Osteoclast inhibitory lectin (OCIL) is a newly recognized inhibitor of osteoclast formation. We identified a human homolog of OCIL and its gene, determined its regulation in human osteoblast cell lines, and established that it can inhibit murine and human osteoclast formation and resorption. OCIL shows promise as a new antiresorptive. Introduction: Murine and rat osteoclast inhibitory lectins (mOCIL and rOCIL, respectively) are type II membrane C‐type lectins expressed by osteoblasts and other extraskeletal tissues, with the extracellular domain of each, expressed as a recombinant protein, able to inhibit in vitro osteoclast formation.

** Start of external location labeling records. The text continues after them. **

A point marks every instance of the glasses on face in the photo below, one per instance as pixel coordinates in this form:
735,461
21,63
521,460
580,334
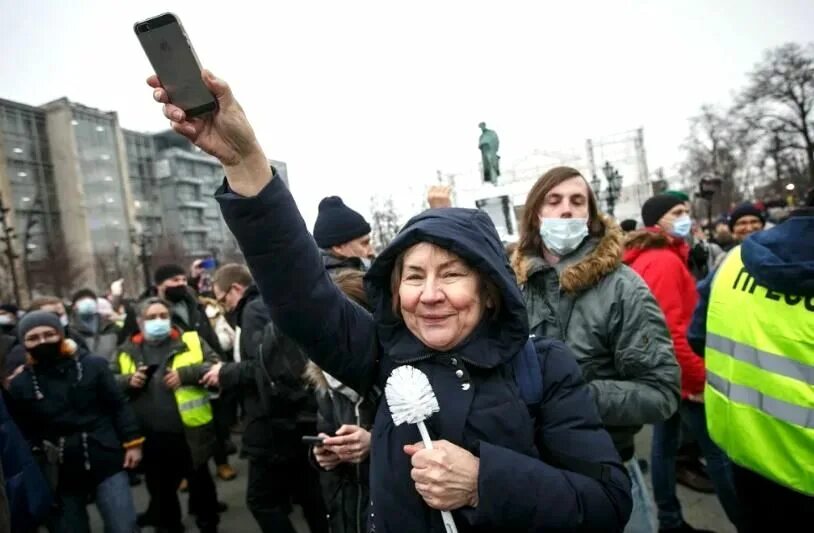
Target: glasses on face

Materials and Methods: We isolated the human homolog of OCIL (hOCIL) from a human fetal cDNA library that predicts a 191 amino acid type II membrane protein, with the 112 amino acid C‐type lectin region in the extracellular domain having 53% identity with the C‐type lectin sequences of rOCIL and mOCIL. The extracellular domain of hOCIL was expressed as a soluble recombinant protein in E. coli, and its biological effects were determined. Results and Conclusions: The hOCIL gene is 25 kb in length, comprised of five exons, and is a member of a superfamily of natural killer (NK) cell receptors encoded by the NK gene complex located on chromosome 12. Human OCIL mRNA expression is upregulated by interleukin (IL)‐1α and prostaglandin E₂ (PGE₂) in a time‐dependent manner in human osteogenic sarcoma MG63 cells, but not by dexamethasone or 1,25 dihydroxyvitamin D₃. Soluble recombinant hOCIL had biological effects comparable with recombinant mOCIL on human and murine osteoclastogenesis. In addition to its capacity to limit osteoclast formation, OCIL was also able to inhibit bone resorption by mature, giant‐cell tumor‐derived osteoclasts. Thus, a human homolog of OCIL exists that is highly conserved with mOCIL in its primary amino acid sequence (C‐lectin domain), genomic structure, and activity to inhibit osteoclastogenesis.